BRATISLAVA (Reuters) – Slovak Foreign Minister Miroslav Lajcak has withdrawn his resignation and will stay in cabinet after a dispute over his nation’s rejection of a U.N. pact on treatment of migrants, he said in a statement on Friday.
Lajack, who protested parliament’s vote against the global deal last month, said he reversed his decision after guarantees from Prime Minister Peter Pellegrini the country would not change course away from its active European Union and NATO military alliance memberships.
“I have received clear guarantees that Slovakia will not take any steps that would cast doubts on basic pillars of our foreign policy,” he said, adding he did not want to weaken Slovakia’s foreign policy position by resigning.
Lajcak was president of the United Nations General Assembly when the pact was adopted, following the biggest influx of migrants into Europe since World War Two, many fleeing conflicts and poverty in the Middle East, Africa and beyond.
The deal, due to be ratified formally this month, was approved in July by all 193 U.N. nations except the United States, which backed out last year.

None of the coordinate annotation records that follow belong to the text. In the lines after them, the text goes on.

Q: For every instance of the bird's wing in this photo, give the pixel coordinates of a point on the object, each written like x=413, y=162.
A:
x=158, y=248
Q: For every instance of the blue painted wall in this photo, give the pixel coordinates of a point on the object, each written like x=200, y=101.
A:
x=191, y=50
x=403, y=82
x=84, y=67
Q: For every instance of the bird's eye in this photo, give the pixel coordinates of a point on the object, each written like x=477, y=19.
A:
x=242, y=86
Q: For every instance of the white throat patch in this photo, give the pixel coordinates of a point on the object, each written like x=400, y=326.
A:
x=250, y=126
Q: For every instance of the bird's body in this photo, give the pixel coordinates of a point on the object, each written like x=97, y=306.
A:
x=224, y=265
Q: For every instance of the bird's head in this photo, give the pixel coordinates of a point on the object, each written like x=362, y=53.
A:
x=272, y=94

But other EU states like Austria, Hungary and the Czech Republic have since shunned the pact, highlighting central and eastern European nations’ tough line on migration that clashes with others in the EU bloc.
Pellegrini has said Slovakia would “never” accept the pact because of its take on migration as a generally positive phenomenon, which contradicts Slovakia’s will to distinguish among migrants.